News 6 September 2023

Frozen humans could be brought back to life in 50 years for “alternative to death”

6 September 2023

In a remarkable scientific feat, microscopic creatures known as nematodes or roundworms have been successfully revived after being frozen for an astounding 46,000 years within the Siberian permafrost.

This finding has led experts to believe that the resurrection of frozen humans will be possible in the not-so-far future.

These ancient organisms possess a unique survival strategy called anabiosis, which enables them to enter a dormant state when environmental conditions become unfavourable.

The groundbreaking discovery was made in 2018 when scientists stumbled upon these ancient roundworms in a frozen squirrel burrow.
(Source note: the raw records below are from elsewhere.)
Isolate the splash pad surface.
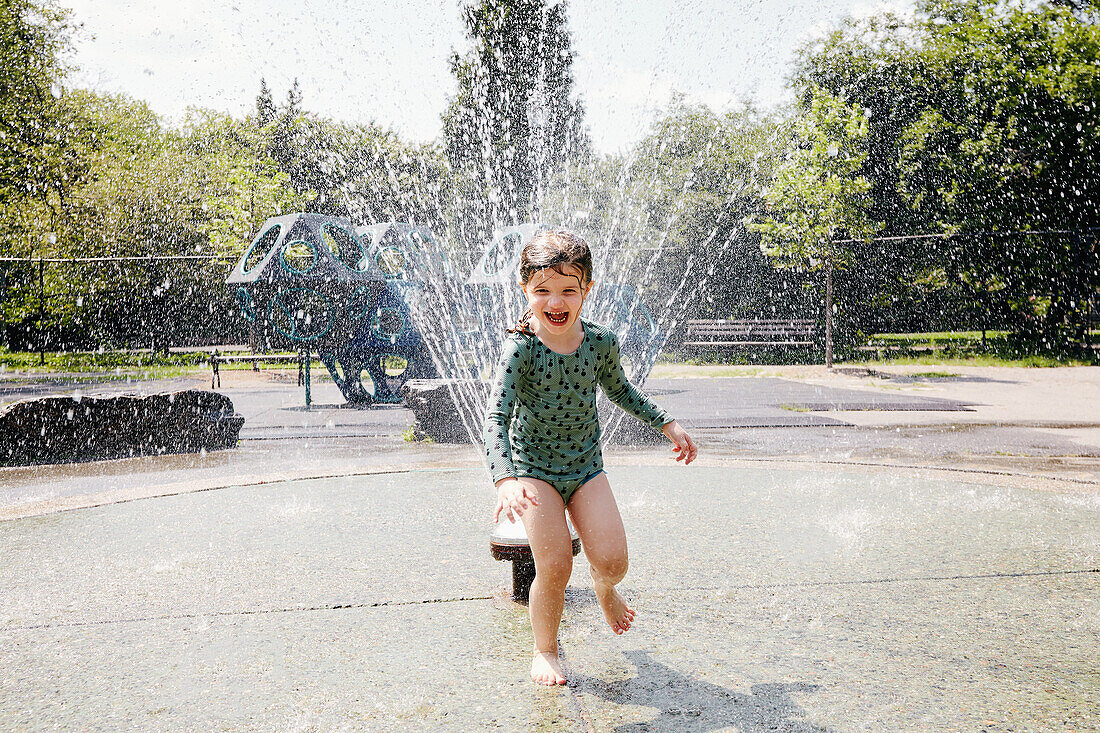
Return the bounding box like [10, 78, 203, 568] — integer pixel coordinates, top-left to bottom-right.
[0, 467, 1100, 731]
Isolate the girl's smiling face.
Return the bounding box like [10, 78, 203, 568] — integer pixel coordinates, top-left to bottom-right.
[524, 266, 592, 336]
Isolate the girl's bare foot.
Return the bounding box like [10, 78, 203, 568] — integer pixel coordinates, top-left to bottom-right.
[595, 583, 634, 634]
[531, 652, 565, 685]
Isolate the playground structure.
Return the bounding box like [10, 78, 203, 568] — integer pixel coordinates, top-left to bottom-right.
[227, 214, 664, 405]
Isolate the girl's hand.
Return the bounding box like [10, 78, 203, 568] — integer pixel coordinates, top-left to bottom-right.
[493, 478, 539, 524]
[661, 420, 699, 466]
To revive them, the researchers simply submerged the frozen nematodes in water, effectively awakening them from their prolonged state of dormancy.
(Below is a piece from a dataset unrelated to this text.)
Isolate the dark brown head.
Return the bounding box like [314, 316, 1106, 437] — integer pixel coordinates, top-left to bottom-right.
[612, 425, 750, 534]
While this remarkable achievement raises questions about the potential for reviving humans from a state of cryopreservation, experts caution against overly optimistic expectations.

Valeriya Udalova, CEO of the Russian cryogenics company KrioRus, emphasised key differences between the cryopreservation of humans and the natural anabiosis of animals.
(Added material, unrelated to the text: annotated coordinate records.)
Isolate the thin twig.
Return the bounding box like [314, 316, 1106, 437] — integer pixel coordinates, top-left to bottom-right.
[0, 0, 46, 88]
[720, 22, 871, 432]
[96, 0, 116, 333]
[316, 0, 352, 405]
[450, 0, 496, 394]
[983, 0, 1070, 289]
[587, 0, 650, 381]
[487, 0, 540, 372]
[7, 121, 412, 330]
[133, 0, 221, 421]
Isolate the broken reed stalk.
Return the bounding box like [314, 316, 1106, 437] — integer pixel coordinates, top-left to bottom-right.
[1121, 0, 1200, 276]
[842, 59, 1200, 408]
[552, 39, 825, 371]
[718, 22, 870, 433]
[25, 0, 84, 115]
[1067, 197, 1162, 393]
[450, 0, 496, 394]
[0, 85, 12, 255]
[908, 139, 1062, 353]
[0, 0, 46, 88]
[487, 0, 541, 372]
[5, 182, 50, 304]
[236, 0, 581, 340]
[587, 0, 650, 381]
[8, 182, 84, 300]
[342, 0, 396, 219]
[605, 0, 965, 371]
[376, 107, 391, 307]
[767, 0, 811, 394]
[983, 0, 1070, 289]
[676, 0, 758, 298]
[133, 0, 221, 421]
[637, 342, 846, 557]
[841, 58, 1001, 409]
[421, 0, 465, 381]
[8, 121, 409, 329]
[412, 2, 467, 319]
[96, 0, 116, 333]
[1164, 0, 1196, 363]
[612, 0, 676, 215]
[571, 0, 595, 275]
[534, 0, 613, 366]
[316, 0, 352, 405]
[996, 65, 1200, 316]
According to Udalova, humans lack the biological mechanisms for entering anabiosis, unlike certain animals like roundworms, frogs and Siberian anglerfish. Cryonics procedures for humans typically involve draining the body of blood and replacing it with cryoprotectant solutions to safeguard cells and tissues. This process must ideally begin shortly after legal death is declared, and bodies are frozen to extremely low temperatures.

While achieving human resurrection from cryopreservation remains a distant goal, Udalova and others believe that significant advancements in medicine and tissue engineering may make it a reality within the next 50 to 70 years.

Although the road to human resurrection from cryopreservation remains challenging, some see it as a potential alternative to traditional death, offering hope for patients with terminal illnesses who might opt for cryostasis until cures become available, a development that carries profound philosophical, ethical and medical implications.